21. El método según una cualquiera de las reivindicaciones anteriores, caracterizado por que dicha etapa de análisis molecular se lleva a cabo por medio de un procedimiento seleccionado entre el grupo que consiste en: - una secuenciación;

- un análisis microsatélite;

- una hibridación genómica comparativa (CGH);

- una CGH en matriz;

- una PCR de punto final;

- una PCR en tiempo real;

- un análisis de la metilación:

° un análisis de la metilación cuantitativo con pirosecuenciación;

° una PCR de secuenciación genómica con bisulfito (BSP);

° una PCR específica de metilación (MSP);

° un análisis de ADN combinado con restricción de bisulfito (COBRA)

° una extensión con cebadores oligonucleotídicos individuales sensibles a la metilación (MS-SNuPE) - un análisis de la expresión génica;

° una RT-PCR;

° una expresión génica de la célula individual;

° una PCR digital.

22. El método según la reivindicación 21, caracterizado por que dicha etapa de análisis molecular tiene como objetivo acceder a la presencia de mutaciones puntuales (de nucleótidos individuales).

23. El método según la reivindicación 22, caracterizado por que dichas mutaciones puntuales (de nucleótidos individuales) son relativas al gen K-RAS y/o B-RAF y su presencia es un índice de insensibilidad del paciente a un tratamiento predeterminado.

24. El método según una cualquiera de las reivindicaciones 1 a 21, caracterizado por que dicha etapa de análisis molecular tiene como objetivo la evaluación de la presencia de una hipermetilación en genes supresores tumorales.

25. El método según una cualquiera de las reivindicaciones 1 a 21, caracterizado por que dicha etapa de análisis molecular tiene como objetivo la evaluación de la presencia de deleciones y/o de duplicaciones.
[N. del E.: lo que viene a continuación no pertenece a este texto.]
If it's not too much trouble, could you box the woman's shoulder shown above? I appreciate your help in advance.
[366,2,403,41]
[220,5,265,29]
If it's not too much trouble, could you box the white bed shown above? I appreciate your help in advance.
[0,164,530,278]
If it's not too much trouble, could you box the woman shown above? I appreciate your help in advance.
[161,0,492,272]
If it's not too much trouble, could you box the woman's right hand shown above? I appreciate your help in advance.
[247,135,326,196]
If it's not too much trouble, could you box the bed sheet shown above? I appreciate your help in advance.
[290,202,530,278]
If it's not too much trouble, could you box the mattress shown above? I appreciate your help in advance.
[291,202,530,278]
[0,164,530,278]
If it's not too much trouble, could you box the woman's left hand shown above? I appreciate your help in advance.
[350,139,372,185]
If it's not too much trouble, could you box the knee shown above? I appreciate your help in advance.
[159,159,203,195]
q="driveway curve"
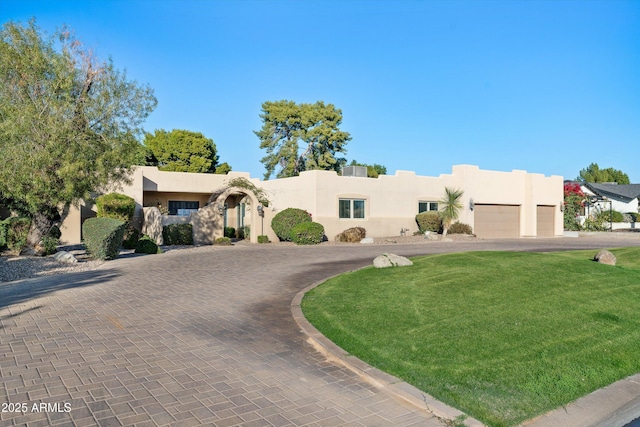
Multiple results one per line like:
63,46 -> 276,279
0,236 -> 640,426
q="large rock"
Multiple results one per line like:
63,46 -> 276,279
53,251 -> 78,264
593,249 -> 616,265
373,254 -> 413,268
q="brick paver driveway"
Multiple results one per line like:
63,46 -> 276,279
0,238 -> 640,426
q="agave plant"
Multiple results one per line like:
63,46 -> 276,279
439,187 -> 464,237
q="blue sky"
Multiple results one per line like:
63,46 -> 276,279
0,0 -> 640,183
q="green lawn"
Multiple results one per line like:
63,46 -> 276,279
302,248 -> 640,426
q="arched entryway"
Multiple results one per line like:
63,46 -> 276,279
209,187 -> 261,243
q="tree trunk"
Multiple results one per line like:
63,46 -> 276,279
23,213 -> 53,256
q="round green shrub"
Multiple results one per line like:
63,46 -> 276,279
271,208 -> 311,242
135,235 -> 162,254
214,237 -> 231,246
96,193 -> 136,222
82,218 -> 125,260
416,211 -> 442,233
291,222 -> 324,245
336,227 -> 367,243
448,222 -> 473,234
42,235 -> 60,255
597,211 -> 624,222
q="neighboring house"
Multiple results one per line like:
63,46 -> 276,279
580,182 -> 640,216
57,165 -> 563,243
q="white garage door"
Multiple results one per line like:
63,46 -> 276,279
536,205 -> 555,237
473,204 -> 520,239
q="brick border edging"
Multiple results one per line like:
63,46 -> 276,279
291,267 -> 484,427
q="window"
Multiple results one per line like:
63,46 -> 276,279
169,200 -> 200,216
338,199 -> 364,219
418,202 -> 438,213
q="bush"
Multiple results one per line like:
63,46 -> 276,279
596,211 -> 624,223
122,224 -> 141,249
271,208 -> 311,242
448,222 -> 473,234
162,224 -> 193,245
416,211 -> 442,233
336,227 -> 367,243
291,222 -> 324,245
215,237 -> 231,246
224,227 -> 236,239
96,193 -> 136,223
82,218 -> 125,259
0,217 -> 31,255
42,235 -> 60,255
135,234 -> 162,254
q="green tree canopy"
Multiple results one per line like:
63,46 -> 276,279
254,100 -> 351,179
0,20 -> 156,246
576,163 -> 630,184
144,129 -> 231,173
349,160 -> 387,178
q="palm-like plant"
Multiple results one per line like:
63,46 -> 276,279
440,187 -> 464,237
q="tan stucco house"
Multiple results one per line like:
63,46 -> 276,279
62,165 -> 563,243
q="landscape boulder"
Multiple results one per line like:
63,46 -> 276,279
593,249 -> 616,265
53,251 -> 78,264
373,254 -> 413,268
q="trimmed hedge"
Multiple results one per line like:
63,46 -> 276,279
336,227 -> 367,243
135,234 -> 162,255
416,212 -> 442,233
448,222 -> 473,234
0,217 -> 31,254
162,224 -> 193,245
291,222 -> 324,245
271,208 -> 311,242
82,218 -> 125,259
96,193 -> 136,223
214,237 -> 231,246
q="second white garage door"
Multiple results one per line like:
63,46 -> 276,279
473,204 -> 520,239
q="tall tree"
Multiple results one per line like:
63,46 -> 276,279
576,163 -> 630,184
144,129 -> 225,173
0,19 -> 156,252
349,160 -> 387,178
254,100 -> 351,179
439,187 -> 464,237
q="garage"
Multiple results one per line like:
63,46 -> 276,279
473,203 -> 520,239
536,205 -> 555,237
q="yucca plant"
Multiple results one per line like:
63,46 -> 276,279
439,187 -> 464,237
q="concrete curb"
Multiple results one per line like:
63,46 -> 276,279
291,277 -> 484,427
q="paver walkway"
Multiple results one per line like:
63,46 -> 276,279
0,239 -> 640,426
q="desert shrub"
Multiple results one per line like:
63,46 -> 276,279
122,224 -> 141,249
448,222 -> 473,234
96,193 -> 136,223
47,225 -> 62,240
596,211 -> 624,222
291,222 -> 324,245
416,211 -> 442,233
82,218 -> 125,259
162,224 -> 193,245
42,235 -> 60,255
214,237 -> 231,246
135,234 -> 162,254
0,217 -> 31,254
271,208 -> 311,242
336,227 -> 367,243
224,227 -> 236,239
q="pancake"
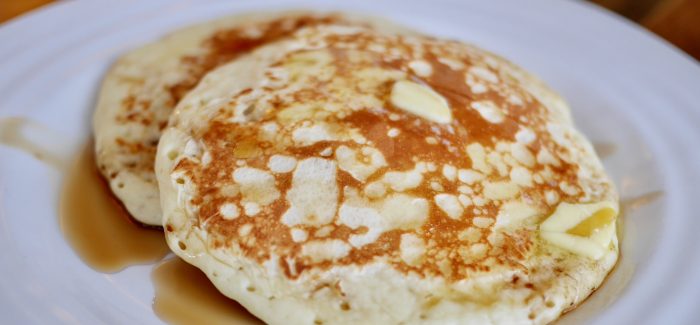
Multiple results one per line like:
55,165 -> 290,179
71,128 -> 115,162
93,12 -> 416,226
156,24 -> 618,324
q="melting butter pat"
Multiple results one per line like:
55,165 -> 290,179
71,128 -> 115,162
540,201 -> 618,260
390,80 -> 452,123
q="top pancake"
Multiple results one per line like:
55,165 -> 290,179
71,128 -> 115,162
156,21 -> 617,324
93,12 -> 407,226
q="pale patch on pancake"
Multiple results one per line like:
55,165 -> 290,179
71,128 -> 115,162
156,21 -> 618,324
93,11 -> 418,226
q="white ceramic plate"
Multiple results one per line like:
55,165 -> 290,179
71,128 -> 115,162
0,0 -> 700,324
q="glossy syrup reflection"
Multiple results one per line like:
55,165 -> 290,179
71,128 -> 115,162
59,145 -> 169,272
151,258 -> 262,325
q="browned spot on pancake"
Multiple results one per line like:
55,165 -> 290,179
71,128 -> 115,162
175,26 -> 608,285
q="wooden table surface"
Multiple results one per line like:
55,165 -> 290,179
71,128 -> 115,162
0,0 -> 700,60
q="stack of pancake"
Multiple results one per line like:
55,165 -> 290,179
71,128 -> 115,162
94,12 -> 618,324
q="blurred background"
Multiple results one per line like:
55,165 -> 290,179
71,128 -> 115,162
0,0 -> 700,60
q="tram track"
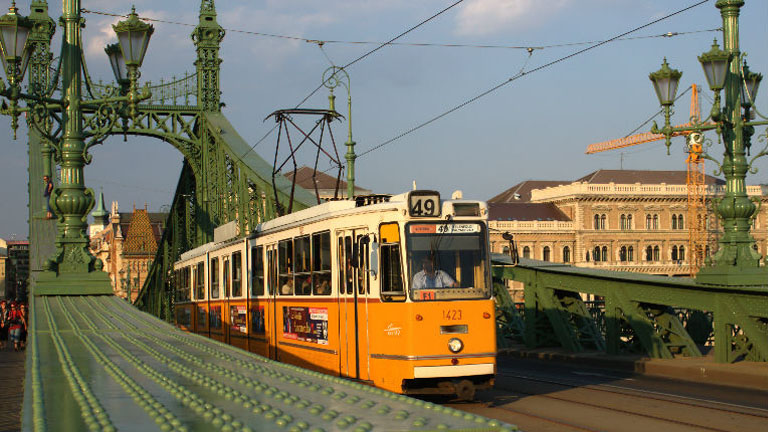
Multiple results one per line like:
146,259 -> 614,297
497,372 -> 768,420
447,371 -> 768,432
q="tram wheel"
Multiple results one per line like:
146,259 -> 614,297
455,380 -> 475,401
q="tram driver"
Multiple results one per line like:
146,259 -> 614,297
411,257 -> 458,289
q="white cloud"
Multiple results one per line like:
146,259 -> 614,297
456,0 -> 572,35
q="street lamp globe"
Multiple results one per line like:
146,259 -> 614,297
699,39 -> 729,92
0,2 -> 32,83
104,43 -> 128,83
112,8 -> 155,67
740,60 -> 763,107
648,57 -> 683,106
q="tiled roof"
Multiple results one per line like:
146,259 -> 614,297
123,209 -> 157,254
488,180 -> 571,203
488,202 -> 571,221
576,170 -> 725,185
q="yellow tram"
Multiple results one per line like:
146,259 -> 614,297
173,190 -> 496,399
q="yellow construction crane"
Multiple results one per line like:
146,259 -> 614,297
586,84 -> 708,277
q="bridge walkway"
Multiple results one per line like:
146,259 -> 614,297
0,344 -> 26,432
23,296 -> 516,432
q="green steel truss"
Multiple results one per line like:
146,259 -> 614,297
24,0 -> 315,319
493,254 -> 768,363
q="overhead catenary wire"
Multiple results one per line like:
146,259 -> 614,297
81,5 -> 722,50
357,0 -> 709,158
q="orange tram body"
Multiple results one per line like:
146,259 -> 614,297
173,190 -> 496,399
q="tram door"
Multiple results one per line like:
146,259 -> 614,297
336,230 -> 369,380
264,244 -> 282,360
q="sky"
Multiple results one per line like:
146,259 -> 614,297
0,0 -> 768,239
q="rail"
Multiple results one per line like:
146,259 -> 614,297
493,254 -> 768,363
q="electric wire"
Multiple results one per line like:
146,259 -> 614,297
357,0 -> 709,159
81,6 -> 722,50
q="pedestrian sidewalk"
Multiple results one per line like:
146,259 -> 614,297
0,341 -> 26,432
499,345 -> 768,390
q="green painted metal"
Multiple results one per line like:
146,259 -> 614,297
651,0 -> 768,289
22,296 -> 517,431
493,254 -> 768,362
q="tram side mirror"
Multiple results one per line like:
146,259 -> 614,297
369,241 -> 379,278
349,243 -> 360,268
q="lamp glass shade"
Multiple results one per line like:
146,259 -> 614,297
739,63 -> 763,105
112,10 -> 155,67
0,6 -> 32,79
648,58 -> 683,106
699,40 -> 729,91
104,43 -> 128,82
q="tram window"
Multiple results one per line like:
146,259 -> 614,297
312,231 -> 331,295
232,252 -> 243,297
221,257 -> 232,298
277,240 -> 294,295
267,249 -> 277,295
209,258 -> 219,299
293,236 -> 312,295
357,235 -> 371,295
379,244 -> 405,301
251,246 -> 264,297
344,236 -> 355,294
194,263 -> 205,300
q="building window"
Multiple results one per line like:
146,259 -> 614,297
595,214 -> 605,230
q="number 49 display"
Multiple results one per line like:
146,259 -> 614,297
408,191 -> 440,217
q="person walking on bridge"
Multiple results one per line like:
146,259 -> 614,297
0,300 -> 10,350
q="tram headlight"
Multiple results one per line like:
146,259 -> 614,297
448,338 -> 464,354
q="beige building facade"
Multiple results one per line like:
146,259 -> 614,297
488,170 -> 768,300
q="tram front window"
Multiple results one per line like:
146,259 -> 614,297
406,223 -> 491,301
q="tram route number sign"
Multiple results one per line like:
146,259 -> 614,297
410,223 -> 480,234
283,306 -> 328,345
408,191 -> 441,217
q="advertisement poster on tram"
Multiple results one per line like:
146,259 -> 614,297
283,306 -> 328,345
229,305 -> 248,333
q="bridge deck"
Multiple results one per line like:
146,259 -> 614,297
23,296 -> 515,431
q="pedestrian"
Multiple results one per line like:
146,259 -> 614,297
8,302 -> 24,351
20,303 -> 29,349
0,300 -> 9,350
43,175 -> 53,219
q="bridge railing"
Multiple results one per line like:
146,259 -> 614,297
493,255 -> 768,362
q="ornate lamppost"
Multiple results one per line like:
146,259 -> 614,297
0,0 -> 154,295
649,0 -> 768,286
323,66 -> 357,199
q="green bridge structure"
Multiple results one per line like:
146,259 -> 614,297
0,0 -> 768,431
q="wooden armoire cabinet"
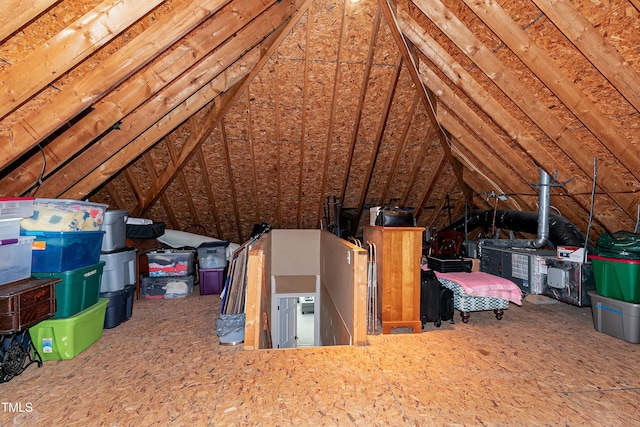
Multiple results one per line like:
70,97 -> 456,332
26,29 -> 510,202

26. El método según la reivindicación 25, caracterizado por que dicha etapa de análisis molecular tiene como objetivo la evaluación de la presencia de deleciones en la región del cromosoma 13q14 en las células tumorales de pacientes con sospecha de cáncer de próstata.

27. El método según una cualquiera de las reivindicaciones 1 a 21, caracterizado por que dicha etapa de análisis molecular tiene como objetivo la evaluación de la sobreexpresión de al menos uno de dos genes BCL2, CCND1 y WNT3A en las células tumorales de pacientes con sospecha de cáncer de próstata.